No entanto, o impacto dessa “parada” tende a ser limitado, já que uma partida de futebol normal geralmente dura no máximo duas horas (0,02% do total de horas durante um ano, ou 0,16% assumindo todas as sete partidas possíveis até a final da Copa). 

3 – A venda de cerveja aumenta durante a Copa do Mundo: Verdade ✅

Espera-se que a venda de bebidas aumentem durante os jogos da Copa, mas não tanto quanto em 2022. A última competição mundial de futebol aconteceu em dezembro, durante o verão brasileiro, o que potencializou as vendas.

A principal beneficiada é a Ambev, maior empresa do ramo no país, mas o aumento não deve significar uma virada de jogo. 

4 – A Copa do Mundo aumenta vendas e consumo de eletrônicos: Mito ❌

Apesar da expectativa de muita gente acompanhando a Copa do Mundo, as TVs de tela plana tendem a ser itens de baixa margem e a maior parte da lucratividade vem de financiamento ao consumidor com margem mais alta e garantias estendidas. Espera-se também que os horários dos jogos reduzam o tráfego nas lojas, mitigando qualquer aumento nas vendas para varejistas de eletrônicos.

5 – Compradores ficam mais em casa: Verdade ✅

Segundo o relatório do BofA, embora os shoppings no Brasil sejam uma importante fonte de entretenimento, eles não podem competir com as partidas da Copa do Mundo. Assim, o banco acredita que haverá uma redução considerável no tráfego de pessoas mesmo quando os shoppings estiverem abertos. 

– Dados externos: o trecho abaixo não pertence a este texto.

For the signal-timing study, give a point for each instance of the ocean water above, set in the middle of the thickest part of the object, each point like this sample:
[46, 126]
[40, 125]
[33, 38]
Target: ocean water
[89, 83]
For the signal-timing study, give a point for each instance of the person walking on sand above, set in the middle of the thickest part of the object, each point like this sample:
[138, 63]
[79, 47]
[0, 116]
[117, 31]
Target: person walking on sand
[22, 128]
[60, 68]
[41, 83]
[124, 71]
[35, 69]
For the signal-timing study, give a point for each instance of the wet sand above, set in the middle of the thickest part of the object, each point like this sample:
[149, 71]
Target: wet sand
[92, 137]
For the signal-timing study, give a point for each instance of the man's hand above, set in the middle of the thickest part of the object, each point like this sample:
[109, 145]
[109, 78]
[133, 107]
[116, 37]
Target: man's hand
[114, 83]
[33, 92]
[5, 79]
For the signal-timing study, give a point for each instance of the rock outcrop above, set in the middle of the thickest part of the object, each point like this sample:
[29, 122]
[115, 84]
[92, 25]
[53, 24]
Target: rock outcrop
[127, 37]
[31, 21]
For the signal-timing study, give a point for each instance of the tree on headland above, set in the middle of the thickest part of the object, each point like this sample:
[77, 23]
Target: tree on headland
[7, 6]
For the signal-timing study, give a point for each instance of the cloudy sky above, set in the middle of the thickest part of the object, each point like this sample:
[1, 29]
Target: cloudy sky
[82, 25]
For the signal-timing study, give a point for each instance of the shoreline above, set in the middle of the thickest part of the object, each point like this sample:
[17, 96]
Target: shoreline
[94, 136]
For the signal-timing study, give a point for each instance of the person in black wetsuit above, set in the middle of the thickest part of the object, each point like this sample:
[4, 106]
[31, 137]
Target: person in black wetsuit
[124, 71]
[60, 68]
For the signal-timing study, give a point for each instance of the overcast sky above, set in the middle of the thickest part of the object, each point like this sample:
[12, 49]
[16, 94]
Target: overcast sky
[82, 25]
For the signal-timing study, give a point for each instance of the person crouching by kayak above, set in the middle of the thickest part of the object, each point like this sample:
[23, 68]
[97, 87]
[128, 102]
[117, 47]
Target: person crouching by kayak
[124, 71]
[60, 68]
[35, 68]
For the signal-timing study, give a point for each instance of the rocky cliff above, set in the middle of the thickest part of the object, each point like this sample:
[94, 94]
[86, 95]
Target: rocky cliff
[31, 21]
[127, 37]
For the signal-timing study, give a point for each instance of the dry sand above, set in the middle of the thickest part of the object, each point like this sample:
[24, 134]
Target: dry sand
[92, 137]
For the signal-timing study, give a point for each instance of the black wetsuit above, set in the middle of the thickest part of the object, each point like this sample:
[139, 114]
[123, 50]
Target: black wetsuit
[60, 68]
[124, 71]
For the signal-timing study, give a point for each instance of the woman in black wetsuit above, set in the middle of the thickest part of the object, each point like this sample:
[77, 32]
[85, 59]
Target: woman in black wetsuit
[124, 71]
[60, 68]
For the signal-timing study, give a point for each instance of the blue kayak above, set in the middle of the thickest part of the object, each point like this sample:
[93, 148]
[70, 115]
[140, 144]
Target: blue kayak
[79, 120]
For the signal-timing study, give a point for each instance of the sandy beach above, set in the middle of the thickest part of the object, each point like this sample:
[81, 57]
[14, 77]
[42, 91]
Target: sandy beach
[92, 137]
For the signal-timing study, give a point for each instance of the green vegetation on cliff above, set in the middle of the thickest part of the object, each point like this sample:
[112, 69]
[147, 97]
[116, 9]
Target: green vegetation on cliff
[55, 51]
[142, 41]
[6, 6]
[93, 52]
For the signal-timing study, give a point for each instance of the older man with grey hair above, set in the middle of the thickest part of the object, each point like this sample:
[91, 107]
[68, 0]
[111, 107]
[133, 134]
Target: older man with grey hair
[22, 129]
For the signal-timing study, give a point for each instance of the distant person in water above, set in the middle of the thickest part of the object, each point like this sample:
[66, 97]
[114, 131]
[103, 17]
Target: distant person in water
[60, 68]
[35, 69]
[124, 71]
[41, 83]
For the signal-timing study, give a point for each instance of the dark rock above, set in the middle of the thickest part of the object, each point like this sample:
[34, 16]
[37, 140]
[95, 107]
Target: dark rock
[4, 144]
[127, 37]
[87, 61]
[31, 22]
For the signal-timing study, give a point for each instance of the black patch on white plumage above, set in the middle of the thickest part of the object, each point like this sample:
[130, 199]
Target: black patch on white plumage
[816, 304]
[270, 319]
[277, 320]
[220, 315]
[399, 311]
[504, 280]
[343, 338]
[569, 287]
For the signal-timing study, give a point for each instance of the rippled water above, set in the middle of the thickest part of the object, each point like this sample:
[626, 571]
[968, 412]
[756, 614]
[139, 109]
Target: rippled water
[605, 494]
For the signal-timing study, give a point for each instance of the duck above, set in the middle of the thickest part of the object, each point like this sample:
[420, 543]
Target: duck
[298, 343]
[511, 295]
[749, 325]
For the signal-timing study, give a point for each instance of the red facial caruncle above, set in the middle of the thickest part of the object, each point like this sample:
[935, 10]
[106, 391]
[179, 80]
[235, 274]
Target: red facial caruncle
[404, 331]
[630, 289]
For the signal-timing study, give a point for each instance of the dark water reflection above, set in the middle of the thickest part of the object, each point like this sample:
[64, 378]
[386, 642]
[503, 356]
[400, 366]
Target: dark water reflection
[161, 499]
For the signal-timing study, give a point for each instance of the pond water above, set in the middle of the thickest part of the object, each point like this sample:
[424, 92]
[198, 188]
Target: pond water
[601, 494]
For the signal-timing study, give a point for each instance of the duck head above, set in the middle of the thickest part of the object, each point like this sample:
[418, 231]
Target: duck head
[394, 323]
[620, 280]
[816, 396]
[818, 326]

As operadoras mencionam uma redução histórica de vendas em dias de jogos de até 50%, dependendo da categoria e do horário do jogo, já que as compras em shoppings tendem a ser oportunistas. Essa tendência se estende às construtoras. As bancas de vendas tendem a ficar mais vazias em dias de jogos. No entanto, os compradores muitas vezes apenas adiam suas compras, já que as casas são (geralmente) compras planejadas. Portanto, é esperado um impacto global limitado em shoppings e construtoras.

6 – Consumo de caixas são maiores em anos de Copa: Verdade ✅

Segundo o relatório, as remessas de caixas são em média 12% maiores em anos de Copa do Mundo. O uso tende a ser alavancado por maiores vendas de produtos ligados à competição, como camisas, bolas, alimentos e cerveja.

Outro fator que também colabora com o número é que as Copas do Mundo coincidem com as eleições nacionais no Brasil, o que também é importante para a demanda de papéis e cartões. 

7 – Venda de serviços de TV por assinatura e internet aumentam muito: Mito ❌

“Embora possa haver um aumento marginal nas vendas de pacotes, não esperamos que tenha um impacto significativo nas receitas, especialmente porque os consumidores podem aproveitar ofertas pontuais de pay-per-view. Além disso, muitos eventos esportivos são transmitidos em serviços de streaming, que podem atender melhor à demanda do consumidor”, afirma o BofA.

8 – Os procedimentos eletivos de hospitais caem significativamente: Mito ❌

Para o banco, não há evidência que isso aconteça. O BofA analisou dados da empresa Fleury nos últimos anos e concluiu que a interferência é mínima. “Embora esperemos uma redução temporária em alguns procedimentos específicos, não vemos impacto relevante nos fundamentos da empresa”, afirma.